Explaining the difference between NemoAI and a robo-adviser, he says the latter uses a relatively small number of data points to try to match an individual with a pre-defined investment strategy.
But they’re often designed to give advice and try to make decisions on your behalf whereas NemoAI can help users make more informed decisions themselves, Mr Scott says.
Meanwhile, ADGM-regulated hybrid asset manager FinaMaze offers investment advice based on a combination of human experience and machine learning outcomes.
The platform provides algorithm-powered investment solutions across asset classes such as stocks, fixed income, commodities, private equity and the metaverse.
Under the hybrid approach, humans lead the charge at two levels – client relationship management and building strategies and tactical portfolios, according to Mehdi Fichtali, founding partner and chief executive of FinaMaze.
“AI is much better in scouting for different market trends and summarising them for human advisers,” he says.
“It also personalises different portfolios to be aligned with each individual’s risk appetite. The personalisation of strategies requires high computational power and needs 24/7 supervision of risks, given market volatility.
“AI also takes care of automated execution of trades in the market.”
FinaMaze recently created AI characters to deliver financial market news to customers.
The characters will deliver news when it is pertinent and impactful. The frequency of news delivery is twice a month on average, Mr Fichtali says.
Artificial intelligence promotes financial inclusion because of its cost-effectiveness, he adds.
“We can bring private banking grade advice or personalisation to the masses. You no longer need millions of dollars to have a dedicated personal adviser.

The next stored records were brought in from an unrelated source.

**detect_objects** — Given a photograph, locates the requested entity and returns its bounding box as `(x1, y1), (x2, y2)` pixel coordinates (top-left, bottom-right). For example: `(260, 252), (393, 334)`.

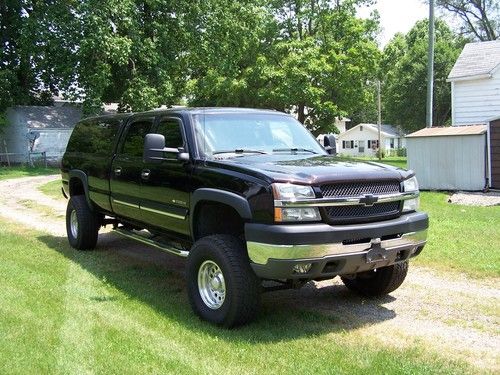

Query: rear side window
(156, 118), (184, 148)
(66, 119), (120, 156)
(121, 119), (153, 157)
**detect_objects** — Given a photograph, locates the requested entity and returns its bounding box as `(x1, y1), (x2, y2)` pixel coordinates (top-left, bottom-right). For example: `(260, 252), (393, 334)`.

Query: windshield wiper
(212, 148), (267, 155)
(273, 147), (317, 154)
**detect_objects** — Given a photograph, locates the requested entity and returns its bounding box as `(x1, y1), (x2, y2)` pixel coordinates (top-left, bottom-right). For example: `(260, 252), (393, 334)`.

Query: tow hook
(366, 238), (387, 263)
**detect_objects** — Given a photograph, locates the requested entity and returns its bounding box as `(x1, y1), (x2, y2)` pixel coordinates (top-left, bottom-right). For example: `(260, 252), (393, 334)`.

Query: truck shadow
(38, 233), (396, 343)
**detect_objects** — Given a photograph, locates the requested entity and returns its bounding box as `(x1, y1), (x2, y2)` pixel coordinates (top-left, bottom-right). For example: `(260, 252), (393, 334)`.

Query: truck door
(141, 116), (191, 235)
(110, 117), (154, 221)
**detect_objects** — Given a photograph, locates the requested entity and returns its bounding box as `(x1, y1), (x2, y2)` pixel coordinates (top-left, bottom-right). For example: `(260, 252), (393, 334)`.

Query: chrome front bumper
(247, 229), (427, 265)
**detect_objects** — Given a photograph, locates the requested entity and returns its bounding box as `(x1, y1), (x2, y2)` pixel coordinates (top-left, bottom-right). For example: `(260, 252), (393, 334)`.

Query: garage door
(490, 119), (500, 189)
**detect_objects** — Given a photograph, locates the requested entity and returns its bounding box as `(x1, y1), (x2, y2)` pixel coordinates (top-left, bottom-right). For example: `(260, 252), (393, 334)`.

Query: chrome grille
(326, 202), (400, 224)
(321, 181), (400, 198)
(321, 181), (401, 224)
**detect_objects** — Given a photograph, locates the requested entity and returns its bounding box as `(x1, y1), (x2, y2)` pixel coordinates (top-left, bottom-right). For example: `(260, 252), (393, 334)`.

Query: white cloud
(358, 0), (428, 47)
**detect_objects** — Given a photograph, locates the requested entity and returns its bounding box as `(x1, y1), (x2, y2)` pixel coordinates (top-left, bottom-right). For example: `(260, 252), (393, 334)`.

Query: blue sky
(358, 0), (430, 47)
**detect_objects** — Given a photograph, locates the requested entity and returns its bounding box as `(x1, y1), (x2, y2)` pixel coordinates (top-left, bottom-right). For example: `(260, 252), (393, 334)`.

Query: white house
(337, 124), (406, 156)
(448, 40), (500, 125)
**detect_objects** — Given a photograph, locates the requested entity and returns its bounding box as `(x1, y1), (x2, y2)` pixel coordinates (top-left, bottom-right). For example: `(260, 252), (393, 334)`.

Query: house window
(342, 141), (354, 148)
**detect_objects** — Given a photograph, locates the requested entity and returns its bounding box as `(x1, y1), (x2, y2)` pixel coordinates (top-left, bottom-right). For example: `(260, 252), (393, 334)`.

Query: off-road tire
(341, 261), (408, 297)
(66, 195), (100, 250)
(186, 234), (261, 328)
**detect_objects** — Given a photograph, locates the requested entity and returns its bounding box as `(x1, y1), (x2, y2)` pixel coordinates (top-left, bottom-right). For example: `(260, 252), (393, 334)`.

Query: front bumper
(245, 212), (428, 279)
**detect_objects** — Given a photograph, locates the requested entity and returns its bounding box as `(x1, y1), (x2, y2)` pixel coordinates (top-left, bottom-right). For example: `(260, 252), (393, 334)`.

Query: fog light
(293, 263), (312, 274)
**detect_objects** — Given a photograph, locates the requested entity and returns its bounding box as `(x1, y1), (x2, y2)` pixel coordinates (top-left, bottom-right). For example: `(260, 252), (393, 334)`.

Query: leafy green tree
(189, 0), (379, 132)
(380, 19), (464, 132)
(437, 0), (500, 41)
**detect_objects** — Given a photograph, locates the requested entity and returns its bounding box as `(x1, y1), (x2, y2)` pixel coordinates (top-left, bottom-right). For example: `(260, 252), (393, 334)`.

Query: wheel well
(69, 177), (85, 197)
(193, 201), (244, 240)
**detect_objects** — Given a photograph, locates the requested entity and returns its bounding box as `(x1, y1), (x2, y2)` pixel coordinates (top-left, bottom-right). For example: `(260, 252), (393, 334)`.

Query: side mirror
(323, 135), (337, 155)
(143, 134), (189, 163)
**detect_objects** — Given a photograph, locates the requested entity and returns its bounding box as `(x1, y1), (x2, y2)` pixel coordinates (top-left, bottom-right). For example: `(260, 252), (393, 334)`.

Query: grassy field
(39, 179), (63, 199)
(354, 156), (407, 169)
(0, 166), (60, 180)
(415, 192), (500, 277)
(0, 221), (477, 374)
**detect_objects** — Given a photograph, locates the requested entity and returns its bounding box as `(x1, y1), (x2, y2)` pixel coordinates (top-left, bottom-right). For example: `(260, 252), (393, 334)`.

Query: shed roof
(11, 106), (82, 129)
(406, 125), (487, 138)
(448, 40), (500, 81)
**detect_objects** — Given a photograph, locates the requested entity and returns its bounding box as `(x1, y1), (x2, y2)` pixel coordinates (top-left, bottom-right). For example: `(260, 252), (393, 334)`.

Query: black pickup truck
(62, 108), (428, 327)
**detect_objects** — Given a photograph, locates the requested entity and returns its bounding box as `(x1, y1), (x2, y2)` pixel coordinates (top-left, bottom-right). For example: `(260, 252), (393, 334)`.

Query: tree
(189, 0), (379, 132)
(437, 0), (500, 41)
(380, 19), (464, 132)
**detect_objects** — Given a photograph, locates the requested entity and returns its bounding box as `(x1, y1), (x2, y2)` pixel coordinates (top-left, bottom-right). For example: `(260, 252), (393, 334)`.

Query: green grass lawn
(38, 179), (64, 199)
(415, 192), (500, 277)
(354, 156), (407, 169)
(0, 166), (60, 180)
(0, 221), (478, 374)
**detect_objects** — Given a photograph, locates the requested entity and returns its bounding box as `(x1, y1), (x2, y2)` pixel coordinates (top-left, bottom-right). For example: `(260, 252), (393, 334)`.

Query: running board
(114, 228), (189, 258)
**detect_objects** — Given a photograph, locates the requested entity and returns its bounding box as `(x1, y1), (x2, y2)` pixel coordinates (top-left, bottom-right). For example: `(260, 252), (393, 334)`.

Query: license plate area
(366, 238), (387, 263)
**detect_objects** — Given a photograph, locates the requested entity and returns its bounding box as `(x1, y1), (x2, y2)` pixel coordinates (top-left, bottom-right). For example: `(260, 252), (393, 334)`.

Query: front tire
(66, 195), (100, 250)
(341, 261), (408, 297)
(186, 235), (261, 328)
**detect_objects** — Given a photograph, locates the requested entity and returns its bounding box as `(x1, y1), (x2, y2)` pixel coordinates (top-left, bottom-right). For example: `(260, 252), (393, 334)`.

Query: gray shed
(406, 125), (489, 191)
(0, 106), (82, 163)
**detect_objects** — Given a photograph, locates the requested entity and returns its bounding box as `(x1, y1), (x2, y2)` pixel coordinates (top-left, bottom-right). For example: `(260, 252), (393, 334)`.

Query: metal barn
(488, 117), (500, 189)
(406, 125), (490, 191)
(0, 106), (82, 163)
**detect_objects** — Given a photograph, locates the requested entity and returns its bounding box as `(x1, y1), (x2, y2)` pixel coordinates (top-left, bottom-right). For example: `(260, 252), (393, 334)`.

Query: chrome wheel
(69, 210), (78, 238)
(198, 260), (226, 310)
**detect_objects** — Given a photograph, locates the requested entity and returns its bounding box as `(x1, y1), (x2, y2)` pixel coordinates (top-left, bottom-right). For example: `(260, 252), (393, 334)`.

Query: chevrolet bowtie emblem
(359, 194), (378, 207)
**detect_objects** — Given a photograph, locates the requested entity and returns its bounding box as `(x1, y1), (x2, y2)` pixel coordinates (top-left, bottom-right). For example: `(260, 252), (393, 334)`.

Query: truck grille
(321, 181), (399, 198)
(321, 181), (401, 224)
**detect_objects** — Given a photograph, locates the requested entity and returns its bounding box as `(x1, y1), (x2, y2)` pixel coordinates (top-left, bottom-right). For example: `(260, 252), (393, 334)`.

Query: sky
(358, 0), (437, 48)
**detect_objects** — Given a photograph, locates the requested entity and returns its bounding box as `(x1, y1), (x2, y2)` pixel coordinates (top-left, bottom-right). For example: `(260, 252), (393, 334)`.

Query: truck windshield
(193, 113), (326, 158)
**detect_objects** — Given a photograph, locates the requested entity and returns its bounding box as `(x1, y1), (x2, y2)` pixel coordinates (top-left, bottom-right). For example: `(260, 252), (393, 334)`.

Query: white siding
(452, 70), (500, 125)
(337, 125), (404, 156)
(406, 134), (486, 190)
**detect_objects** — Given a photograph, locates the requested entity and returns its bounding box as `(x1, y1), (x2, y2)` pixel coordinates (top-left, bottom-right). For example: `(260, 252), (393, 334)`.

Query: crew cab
(61, 108), (428, 327)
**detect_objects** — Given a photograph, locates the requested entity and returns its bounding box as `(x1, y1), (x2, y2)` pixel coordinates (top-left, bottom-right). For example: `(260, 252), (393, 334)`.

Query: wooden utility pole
(425, 0), (434, 128)
(377, 79), (382, 160)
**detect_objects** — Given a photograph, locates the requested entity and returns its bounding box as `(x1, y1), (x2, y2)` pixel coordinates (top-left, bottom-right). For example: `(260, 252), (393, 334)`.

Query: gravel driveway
(0, 176), (500, 373)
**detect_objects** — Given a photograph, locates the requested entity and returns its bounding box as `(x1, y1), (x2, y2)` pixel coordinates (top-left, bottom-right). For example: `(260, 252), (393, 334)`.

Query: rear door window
(121, 119), (153, 157)
(66, 118), (121, 156)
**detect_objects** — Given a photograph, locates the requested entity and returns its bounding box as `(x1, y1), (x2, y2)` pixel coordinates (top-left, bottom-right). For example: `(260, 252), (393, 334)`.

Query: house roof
(10, 106), (82, 129)
(448, 40), (500, 81)
(406, 125), (487, 138)
(349, 124), (404, 138)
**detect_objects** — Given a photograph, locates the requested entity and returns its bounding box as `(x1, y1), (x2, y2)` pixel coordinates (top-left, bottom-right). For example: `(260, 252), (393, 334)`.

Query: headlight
(273, 183), (316, 201)
(273, 183), (321, 222)
(403, 176), (420, 212)
(274, 207), (321, 222)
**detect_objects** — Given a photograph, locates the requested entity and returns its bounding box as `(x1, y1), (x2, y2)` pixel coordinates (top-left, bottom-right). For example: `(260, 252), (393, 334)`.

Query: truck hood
(210, 154), (413, 185)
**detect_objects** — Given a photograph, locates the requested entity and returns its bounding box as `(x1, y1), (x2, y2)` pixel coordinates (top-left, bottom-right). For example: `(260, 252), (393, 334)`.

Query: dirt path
(0, 176), (500, 373)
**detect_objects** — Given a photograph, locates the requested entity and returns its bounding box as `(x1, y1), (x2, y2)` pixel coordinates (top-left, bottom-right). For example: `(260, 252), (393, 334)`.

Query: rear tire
(341, 261), (408, 297)
(66, 195), (100, 250)
(186, 234), (261, 328)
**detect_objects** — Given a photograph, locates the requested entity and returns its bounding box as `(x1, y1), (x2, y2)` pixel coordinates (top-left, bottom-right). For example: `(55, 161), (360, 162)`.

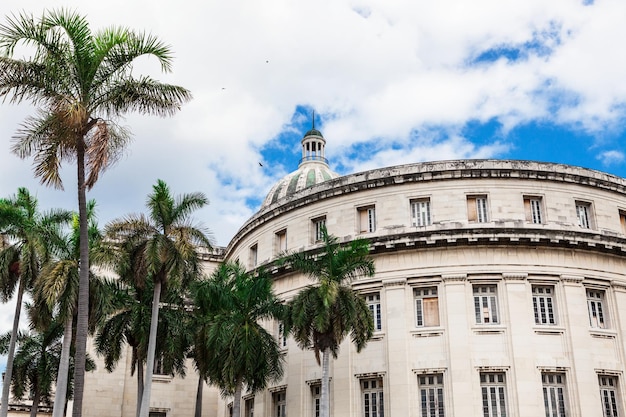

It can be done by AI at 1,000th of the cost.”
Othmane Mikou, founder of a UAE-based independent consultancy, has been a FinaMaze customer for more than six months.
He has invested in portfolios that offer him exposure to GCC and international markets across asset classes such as commodities, stock markets and fixed income.
“These portfolios incorporate dynamic rebalancing and protective risk controls without any participation from my side,” Mr Mikou says.
“AI-driven hybrid platforms have the potential to disrupt the traditional asset management industry by providing distinctive benefits such as data-driven insights and portfolio optimisation.”